Consult the handbook for how to set it up. The only tricky part is setting up your server ‘API URL’. This is the means by which the editor communicates with the blog s/w to authenticate, bring up a list of categories and posts and allow you to add & delete entries remotely.

  • For Movable Type the default setting looks like : http://myserver.com/mt/mt-xmlrpc.cgi
  • Earlham’s MT blog server is at http://www.earlham.edu/moveabletype and so the API URL (for both Performacing and JustBlogIt!) becomes http://www.earlham.edu/moveabletype/mt-xmlrpc.cgi.
  • This will obviously vary with you installation and the blog s/w you use.

If you’re not wedded to Textile or trackbacks like what I am, this is probably the best blog editor you could ask for.

Spell checker

Spellbound is still in development and is not on the Firefox extensions site. There is a discussion about it in the MozillaZine Forums and here’s the Install Spellbound Dev

This is only compatible with FF version 1.5 so make sure you have the latest issue.

Management Tools

Adblock

While Firefox handles popup windows Adblock blocks ads from within the browser. You can block any graphic ad, an “iFrame” and flash ad. You can also ‘whitelist’ a page or site to make sure it’s not blocked.

Session Saver

Have you ever had to zoom home to cook the evening meal and so closed off Firefox and lost all the tabs you had open? Session saver to the rescue. It automatically saves all open tabs and reopens them on startup. Not only that, you can sync your saved sessions to a FTP or Webdav host and share them with another machine (I have not tried this)

Web Development

Web Developer

Is simply a must for anyone who creates web sites. Very often you want to figure how a cool web site is constructed or try to suss out glitches on your own site. Dreamweaver is no help here — you need Web Developer. There are so many features that you might want to display it as a toolbar or you can use it via rt-click context menu. Features include :

  • Disable things like javascript on the viewed page
  • CSS — you can load the CSS used by the page and edit it live to change the appearance of the page you’re looking at. You can then save the changes into a local file.
  • Images — find broken images and do all sorts of useful things with images on the page
  • Outline — will outline block level elements on the page. Very useful.
  • Resize — how does my page look at 800×600? 1024 × 768?
  • a multitude of others — Information, Miscellaneous, Tools, View Source etc

Download latest version 1.0.2

Colorzilla

This fills the only remaining niche unoccupied by web developer, that of color sensing. What colours work well together? What background colour did the latest design in css Zen Garden(The Beauty in CSS Design)”http://www.csszengarden.com/ use?

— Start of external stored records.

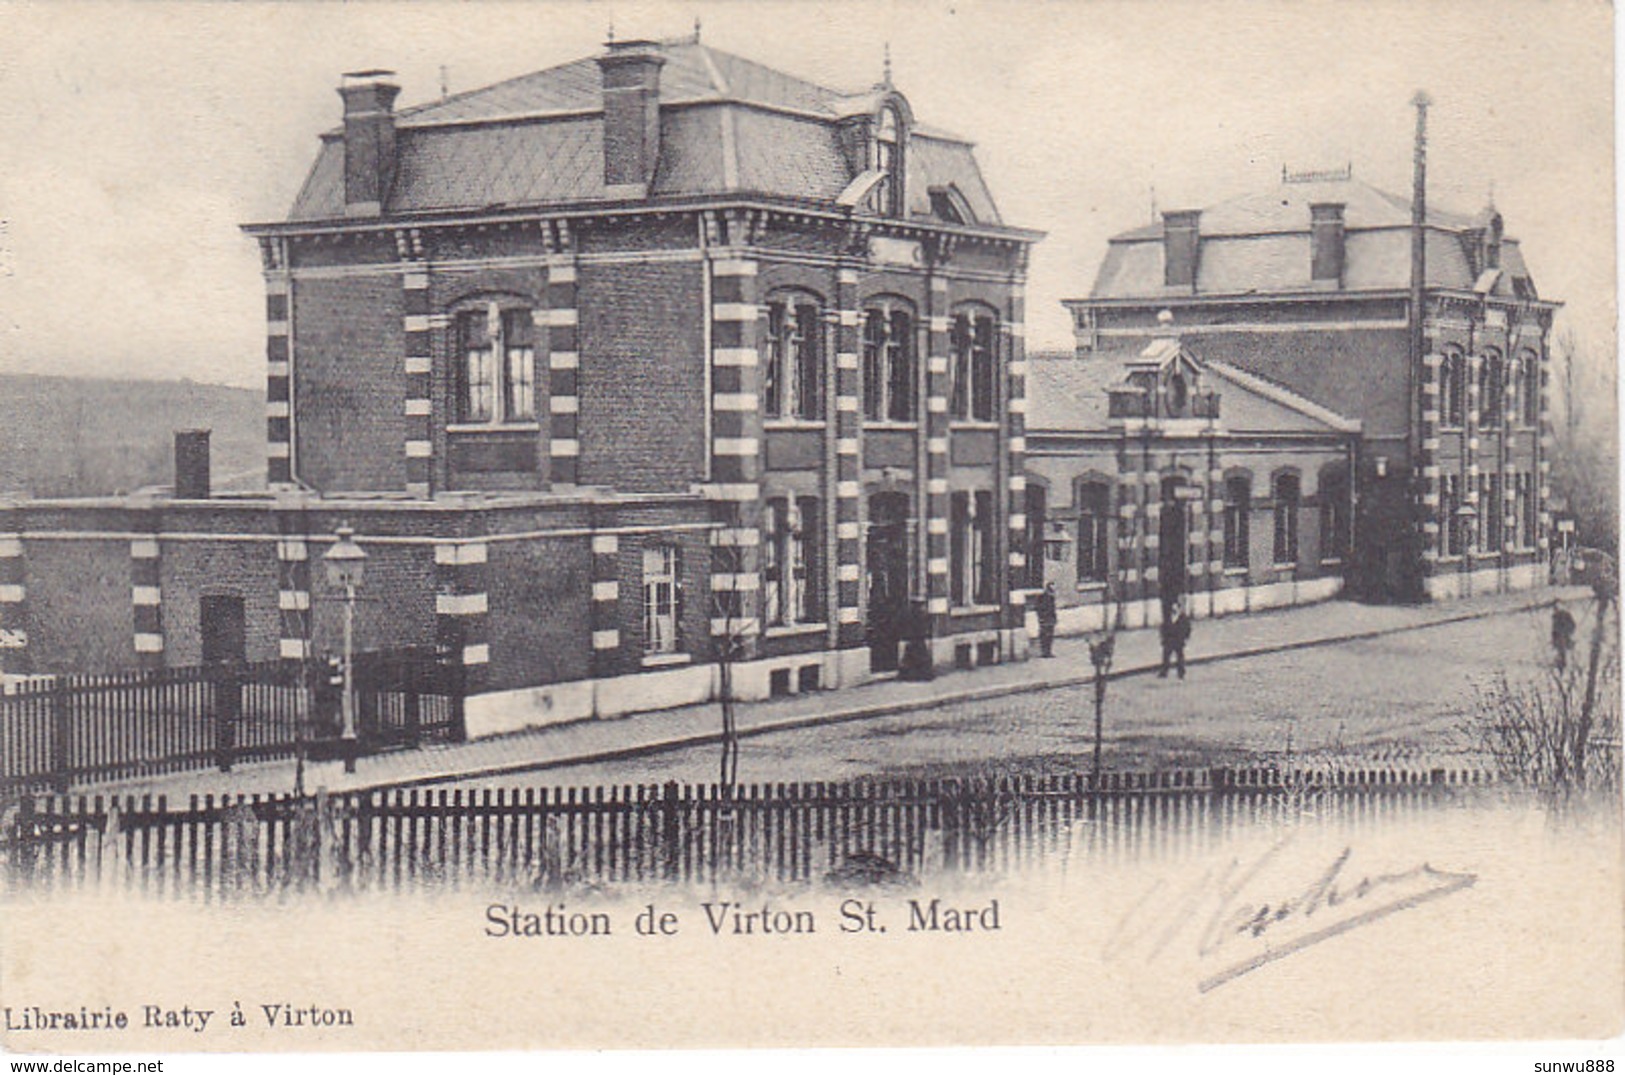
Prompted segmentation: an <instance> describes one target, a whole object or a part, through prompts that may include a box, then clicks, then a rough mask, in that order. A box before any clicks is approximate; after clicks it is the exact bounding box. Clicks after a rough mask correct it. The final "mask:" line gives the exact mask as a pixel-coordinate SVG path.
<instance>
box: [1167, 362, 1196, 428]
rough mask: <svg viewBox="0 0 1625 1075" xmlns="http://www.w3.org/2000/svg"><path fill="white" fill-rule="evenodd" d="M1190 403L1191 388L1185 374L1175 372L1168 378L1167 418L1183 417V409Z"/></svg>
mask: <svg viewBox="0 0 1625 1075" xmlns="http://www.w3.org/2000/svg"><path fill="white" fill-rule="evenodd" d="M1189 403H1191V386H1189V383H1188V382H1186V380H1185V373H1181V372H1178V370H1175V372H1173V375H1172V377H1168V417H1185V408H1188V406H1189Z"/></svg>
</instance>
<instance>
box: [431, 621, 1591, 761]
mask: <svg viewBox="0 0 1625 1075" xmlns="http://www.w3.org/2000/svg"><path fill="white" fill-rule="evenodd" d="M1588 625H1589V624H1588V622H1586V624H1583V628H1584V627H1588ZM1549 628H1550V617H1549V612H1547V611H1544V609H1537V611H1527V612H1518V614H1506V615H1493V617H1485V619H1474V620H1466V622H1456V624H1446V625H1441V627H1432V628H1425V630H1415V632H1406V633H1399V635H1384V637H1380V638H1370V640H1362V641H1349V643H1341V645H1326V646H1316V648H1305V650H1292V651H1287V653H1272V654H1263V656H1253V658H1237V659H1228V661H1219V663H1212V664H1202V666H1198V667H1193V669H1191V671H1189V677H1188V679H1186V680H1183V682H1180V680H1178V679H1173V677H1170V679H1157V677H1155V676H1152V674H1149V672H1139V674H1131V676H1126V677H1123V679H1120V680H1116V682H1113V685H1111V689H1110V695H1108V702H1107V736H1105V763H1107V765H1108V766H1110V768H1123V770H1128V768H1162V766H1178V765H1211V763H1258V762H1261V760H1284V758H1285V757H1287V755H1289V753H1290V755H1293V757H1295V758H1297V760H1300V762H1303V763H1316V762H1342V763H1373V765H1380V763H1389V762H1391V763H1404V765H1432V763H1441V762H1464V760H1466V757H1464V749H1466V744H1464V742H1461V737H1459V736H1458V727H1459V724H1461V721H1462V718H1464V715H1466V713H1467V711H1469V710H1471V706H1472V700H1474V689H1475V685H1482V684H1487V682H1488V680H1490V679H1492V677H1493V674H1495V671H1497V669H1506V671H1508V672H1510V674H1518V672H1521V671H1532V669H1536V664H1537V661H1540V659H1542V658H1544V654H1545V646H1547V641H1545V640H1547V633H1549ZM1198 630H1201V625H1198ZM1583 637H1589V635H1583ZM1199 645H1201V633H1198V637H1196V648H1198V650H1199ZM1079 658H1081V654H1077V653H1069V654H1066V656H1064V658H1058V661H1063V659H1064V661H1074V663H1076V661H1079ZM1077 671H1079V672H1084V671H1087V666H1079V669H1077ZM1092 744H1094V689H1092V687H1090V685H1074V687H1063V689H1056V690H1043V692H1030V693H1017V695H1007V697H1004V698H994V700H983V702H946V703H938V705H933V706H929V708H926V710H916V711H907V713H897V715H890V716H876V718H871V719H863V721H851V723H842V724H830V726H821V727H804V729H795V731H783V732H769V734H759V736H751V737H746V739H744V740H743V742H741V758H739V773H741V779H744V781H746V783H777V781H798V779H835V781H838V779H853V778H858V776H949V775H965V773H973V771H980V770H988V771H999V773H1006V771H1038V773H1046V771H1076V770H1079V768H1087V766H1089V765H1090V752H1092ZM715 768H717V747H715V745H697V747H684V749H676V750H666V752H660V753H650V755H643V757H639V758H635V760H626V762H611V763H591V765H572V766H552V768H549V770H546V773H544V779H546V783H551V784H577V783H580V784H588V783H600V781H608V783H619V781H639V783H642V781H666V779H676V781H712V779H715ZM515 778H517V775H502V776H494V778H484V779H473V781H457V783H448V784H442V786H447V788H483V786H491V788H496V786H512V784H513V783H517V779H515Z"/></svg>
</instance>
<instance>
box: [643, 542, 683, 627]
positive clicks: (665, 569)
mask: <svg viewBox="0 0 1625 1075" xmlns="http://www.w3.org/2000/svg"><path fill="white" fill-rule="evenodd" d="M676 651H678V547H676V546H650V547H647V549H643V653H650V654H658V653H676Z"/></svg>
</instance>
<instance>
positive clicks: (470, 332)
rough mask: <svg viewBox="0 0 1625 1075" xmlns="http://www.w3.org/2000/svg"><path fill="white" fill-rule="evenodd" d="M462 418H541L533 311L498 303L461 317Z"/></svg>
mask: <svg viewBox="0 0 1625 1075" xmlns="http://www.w3.org/2000/svg"><path fill="white" fill-rule="evenodd" d="M453 331H455V335H457V356H458V360H457V370H455V372H457V382H458V383H457V421H458V422H466V424H502V422H533V421H535V419H536V349H535V344H533V341H531V312H530V310H528V309H502V307H500V305H499V304H496V302H489V304H486V305H484V307H479V309H471V310H463V312H460V313H458V315H457V320H455V328H453Z"/></svg>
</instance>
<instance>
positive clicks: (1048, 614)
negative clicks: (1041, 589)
mask: <svg viewBox="0 0 1625 1075" xmlns="http://www.w3.org/2000/svg"><path fill="white" fill-rule="evenodd" d="M1055 620H1056V615H1055V583H1045V586H1043V593H1042V594H1038V656H1045V658H1053V656H1055Z"/></svg>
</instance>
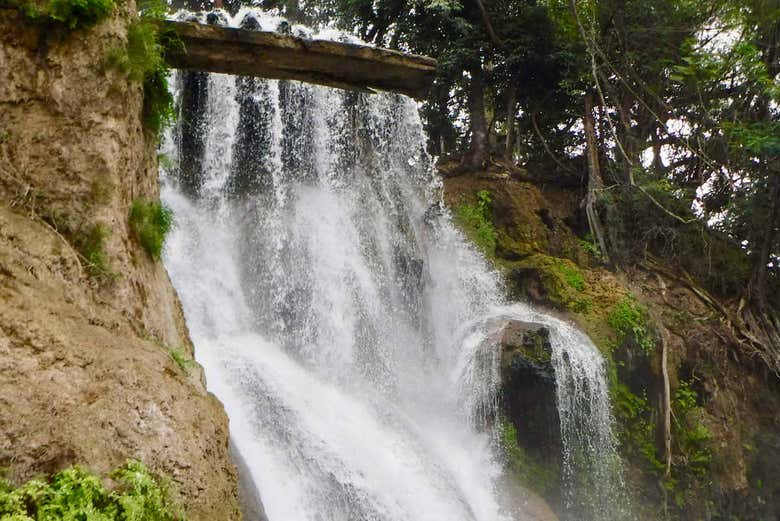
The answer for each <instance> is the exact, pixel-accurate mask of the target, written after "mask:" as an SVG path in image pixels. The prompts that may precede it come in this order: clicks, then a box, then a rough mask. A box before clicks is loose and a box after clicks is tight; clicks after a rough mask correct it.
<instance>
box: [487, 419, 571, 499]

Colorzilla not only gives you the color you’re looking at but can also show the CSS element name and size in pixels. Of course, you can copy the color pointed at.

FireFTP

Is a very useful FTP client application which can operate as a tab or separate window.

RSS editor

Do you have a web site that you maintain and you want to create an RSS feed for it, rather like a blog or CMS site? RSS editor is the best (the only) RSS file generator I have come across. You need to understand something about RSS but the creation of the xml file is wonderfully straightforward.